The Situational Assessment Module is a system that detects anomalies in the traffic environment. It uses data from roadside units (RSUs), vehicle sensors, vehicle Controller Area Network (CAN) messages to detect anomalies. It applies artificial intelligence techniques to analyse the data and identify any abnormal events, such as misuse, malfunctions, or hazards. Based on the analysis, it assigns a risk level to the current situation.  


The Audit Box is attached to a RSU and audits all the surrounding vehicles passing nearby. It has direct communication with the VSOC, and it can be configured to scan determined vehicles with different parameters. When it detects a vulnerability on a vehicle it informs immediately the VSOC, as well as if it detects jamming situations near the RSU. 

Audit Box Concept


The Safety Operational Tool is a system that evaluates the situational and own risks of the ego-vehicle and modifies the planned trajectory to a minimum risk maneuver when needed.  

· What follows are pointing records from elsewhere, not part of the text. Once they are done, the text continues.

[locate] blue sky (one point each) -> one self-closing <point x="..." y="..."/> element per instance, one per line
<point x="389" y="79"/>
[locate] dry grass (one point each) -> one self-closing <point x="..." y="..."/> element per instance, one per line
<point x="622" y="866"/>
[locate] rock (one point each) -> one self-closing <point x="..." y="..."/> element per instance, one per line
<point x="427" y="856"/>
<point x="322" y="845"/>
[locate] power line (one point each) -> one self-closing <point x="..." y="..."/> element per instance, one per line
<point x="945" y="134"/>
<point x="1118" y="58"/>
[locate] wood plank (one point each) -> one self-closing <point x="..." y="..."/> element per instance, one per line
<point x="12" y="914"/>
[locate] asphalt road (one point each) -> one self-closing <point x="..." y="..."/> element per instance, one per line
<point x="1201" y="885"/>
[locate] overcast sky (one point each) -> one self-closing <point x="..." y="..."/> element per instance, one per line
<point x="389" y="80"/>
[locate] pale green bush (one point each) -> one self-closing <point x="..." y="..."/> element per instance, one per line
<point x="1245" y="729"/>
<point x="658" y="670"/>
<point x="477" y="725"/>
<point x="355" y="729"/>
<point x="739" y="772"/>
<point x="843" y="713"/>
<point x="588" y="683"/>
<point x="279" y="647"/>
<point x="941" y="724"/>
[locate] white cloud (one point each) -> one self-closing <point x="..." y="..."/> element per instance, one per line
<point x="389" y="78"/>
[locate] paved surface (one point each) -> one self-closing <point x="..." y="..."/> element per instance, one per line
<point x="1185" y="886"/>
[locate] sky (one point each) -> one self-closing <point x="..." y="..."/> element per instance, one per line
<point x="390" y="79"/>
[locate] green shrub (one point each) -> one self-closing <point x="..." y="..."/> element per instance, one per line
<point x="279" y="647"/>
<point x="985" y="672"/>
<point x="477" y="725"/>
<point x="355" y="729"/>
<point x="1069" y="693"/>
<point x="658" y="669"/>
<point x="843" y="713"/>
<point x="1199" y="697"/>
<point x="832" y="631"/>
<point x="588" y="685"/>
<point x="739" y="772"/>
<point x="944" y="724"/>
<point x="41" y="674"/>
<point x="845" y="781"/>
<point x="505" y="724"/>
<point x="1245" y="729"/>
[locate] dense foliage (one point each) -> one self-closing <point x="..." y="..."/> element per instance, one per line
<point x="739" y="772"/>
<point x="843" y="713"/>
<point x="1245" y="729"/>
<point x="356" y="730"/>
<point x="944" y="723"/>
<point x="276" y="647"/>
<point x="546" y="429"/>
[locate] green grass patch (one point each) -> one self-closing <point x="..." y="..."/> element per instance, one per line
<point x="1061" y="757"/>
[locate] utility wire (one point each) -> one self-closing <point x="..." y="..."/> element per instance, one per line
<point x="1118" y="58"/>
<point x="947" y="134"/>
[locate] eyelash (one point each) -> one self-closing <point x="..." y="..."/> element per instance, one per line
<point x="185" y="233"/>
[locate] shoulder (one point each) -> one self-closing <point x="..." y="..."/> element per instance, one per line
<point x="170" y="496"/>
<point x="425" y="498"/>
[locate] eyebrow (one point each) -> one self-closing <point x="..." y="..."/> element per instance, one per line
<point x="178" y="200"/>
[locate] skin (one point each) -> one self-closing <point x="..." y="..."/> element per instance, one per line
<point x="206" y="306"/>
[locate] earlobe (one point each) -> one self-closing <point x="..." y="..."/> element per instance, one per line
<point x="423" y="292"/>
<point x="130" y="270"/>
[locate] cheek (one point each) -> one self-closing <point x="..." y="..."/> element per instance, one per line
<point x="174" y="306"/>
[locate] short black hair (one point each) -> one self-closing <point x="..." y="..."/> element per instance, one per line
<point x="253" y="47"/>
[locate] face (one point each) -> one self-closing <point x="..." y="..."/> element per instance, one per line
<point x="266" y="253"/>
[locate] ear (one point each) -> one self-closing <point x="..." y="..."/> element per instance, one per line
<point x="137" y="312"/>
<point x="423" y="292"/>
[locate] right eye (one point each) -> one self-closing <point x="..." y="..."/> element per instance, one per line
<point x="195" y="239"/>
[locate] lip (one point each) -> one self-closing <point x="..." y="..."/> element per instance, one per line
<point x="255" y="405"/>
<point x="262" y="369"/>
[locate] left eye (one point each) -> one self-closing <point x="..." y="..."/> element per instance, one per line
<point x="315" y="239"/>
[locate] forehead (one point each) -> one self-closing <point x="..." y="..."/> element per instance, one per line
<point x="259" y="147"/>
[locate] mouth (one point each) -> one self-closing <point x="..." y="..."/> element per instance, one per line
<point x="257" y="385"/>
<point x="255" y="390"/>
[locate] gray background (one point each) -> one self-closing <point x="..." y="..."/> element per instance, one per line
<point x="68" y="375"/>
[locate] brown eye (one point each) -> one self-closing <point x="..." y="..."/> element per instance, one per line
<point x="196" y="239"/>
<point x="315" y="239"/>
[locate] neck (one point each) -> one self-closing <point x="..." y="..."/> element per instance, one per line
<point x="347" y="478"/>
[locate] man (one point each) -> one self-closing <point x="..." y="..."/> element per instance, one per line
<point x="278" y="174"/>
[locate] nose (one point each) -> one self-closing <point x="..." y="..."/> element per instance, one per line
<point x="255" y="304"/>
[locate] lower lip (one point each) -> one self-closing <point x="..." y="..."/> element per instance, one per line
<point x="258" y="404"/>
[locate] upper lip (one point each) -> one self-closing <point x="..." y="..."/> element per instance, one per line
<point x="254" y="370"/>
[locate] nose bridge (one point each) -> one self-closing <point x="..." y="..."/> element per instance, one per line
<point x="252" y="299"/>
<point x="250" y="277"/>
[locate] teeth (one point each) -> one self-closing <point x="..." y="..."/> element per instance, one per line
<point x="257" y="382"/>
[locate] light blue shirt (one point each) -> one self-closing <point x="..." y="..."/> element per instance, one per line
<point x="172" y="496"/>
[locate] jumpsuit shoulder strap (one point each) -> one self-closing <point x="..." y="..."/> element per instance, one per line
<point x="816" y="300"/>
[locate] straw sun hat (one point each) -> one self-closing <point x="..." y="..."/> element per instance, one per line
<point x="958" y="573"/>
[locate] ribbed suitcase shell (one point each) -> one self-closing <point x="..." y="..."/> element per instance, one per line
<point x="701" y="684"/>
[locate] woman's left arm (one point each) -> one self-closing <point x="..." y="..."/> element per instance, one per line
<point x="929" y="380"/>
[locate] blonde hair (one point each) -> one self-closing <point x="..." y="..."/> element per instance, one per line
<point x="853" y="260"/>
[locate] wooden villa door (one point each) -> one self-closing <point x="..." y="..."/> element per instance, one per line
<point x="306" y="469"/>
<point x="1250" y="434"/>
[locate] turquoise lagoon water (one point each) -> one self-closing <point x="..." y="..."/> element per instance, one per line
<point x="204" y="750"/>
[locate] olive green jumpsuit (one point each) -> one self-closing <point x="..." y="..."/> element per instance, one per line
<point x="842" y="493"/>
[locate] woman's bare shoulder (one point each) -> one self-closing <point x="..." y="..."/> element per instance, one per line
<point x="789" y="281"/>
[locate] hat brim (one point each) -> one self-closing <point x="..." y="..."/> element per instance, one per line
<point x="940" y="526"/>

The tool provides an alternative solution to localization when the primary source, typically the Global Navigation Satellite System (GNSS), fails. It selects the most suitable operation mode according to the environmental circumstances and the ego-vehicle status and handles Minimum Risk Maneuver calculations. The goal during fail-safe operation is to perform a controlled stop at a suitable location. 

This tool is going to be validated in a real-world environment, but previously it is being validated using CARLA Software.